Elena used goal setting in several ways, including with exercise. She writes, “A good example of the power of small changes adding up over time is my experience with walking. I thought mild exercise would be good for me. With the idea in mind of setting a small, realistic goal, I made it a target to walk 1/16th of a mile every day at a very slow pace.” [Note: That distance is just slightly longer than a football field.]

“Once a week, if I was having a good day I started walking ten or twenty feet further. I kept slowly increasing the distance a little at a time, as long as I experienced no increase in my symptoms. As time went on I found that taking a short rest in the middle of my walk allowed me to walk even further. Over time, I've worked up to walking four miles a day and horseback riding once a week." 

Using Record Keeping
 
Her experiments with goals were complemented by record keeping. Elena explains, “Setting targets worked hand in hand with keeping records. Without logging, it was impossible to see the bigger picture of how my targets were affecting me. Keeping a daily record showed how my energy, cognition, digestion, pain and sleep responded to different activities.”

“By logging both my activities and my symptoms I began to see patterns and the connections between them. Soon I started to experiment with targets in order to establish my baseline tolerance for different activities.”

“For example in order to find out how long I could drive without aggravating my symptoms and still feel safe, I set a target to drive for five minutes three times a week and log after each drive. After keeping this target for two weeks my logs showed this amount of driving wasn't having any ill effects on my health.”

“I kept this as my baseline, but as time went on and my energy increased I would set a target to add one more day a week of driving or to make slightly longer drives. Sometimes these targets succeeded and I was able to increase my baseline and drive more. Sometimes it was too much too soon and I needed to stay with the amount of driving I had been doing. Either way I always gained information about my limits.”

The Payoff

“I've found that knowing for sure how much and how often I can do an activity is freeing. Even if I can't do it as often as I'd like, it makes me feel more secure having these guidelines in place so I can go through my day without worrying ‘am I doing too much?’ or ‘Will I crash tomorrow?’"
 
She has used targets in many areas, for example to clean out a closet in her bedroom. She writes, “[The closet] was in complete disarray and I had been avoiding it since becoming ill because it felt too overwhelming.
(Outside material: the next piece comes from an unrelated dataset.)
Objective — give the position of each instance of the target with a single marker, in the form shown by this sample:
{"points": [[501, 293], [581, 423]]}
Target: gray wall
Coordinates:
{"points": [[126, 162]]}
Looking at it from the perspective of setting a target made me realize that trying to clean it all in one go, like I would have in the past, would cause a flare. I realized I'd have to break it up into smaller tasks and set a time limit on how long I worked.”
 
Using two short sessions a week, she completed the job in three weeks. “This success, my experience with walking and my overall progress in recent years have all shown me that activities and tasks I had written off as being too taxing may still be available to me when I approach them a little at a time using target setting.”
 
Keys to Improvement

Some things in our lives may be out of our control, but we can affect others. We agree with our friend Dr. Lapp who says that those people with ME/CFS and FM who do well share a positive attitude and a willingness to adapt.
 
For Elena, that has meant focusing on small experiments and tracking her experiments with record keeping. The result has been a restoration of much she had lost.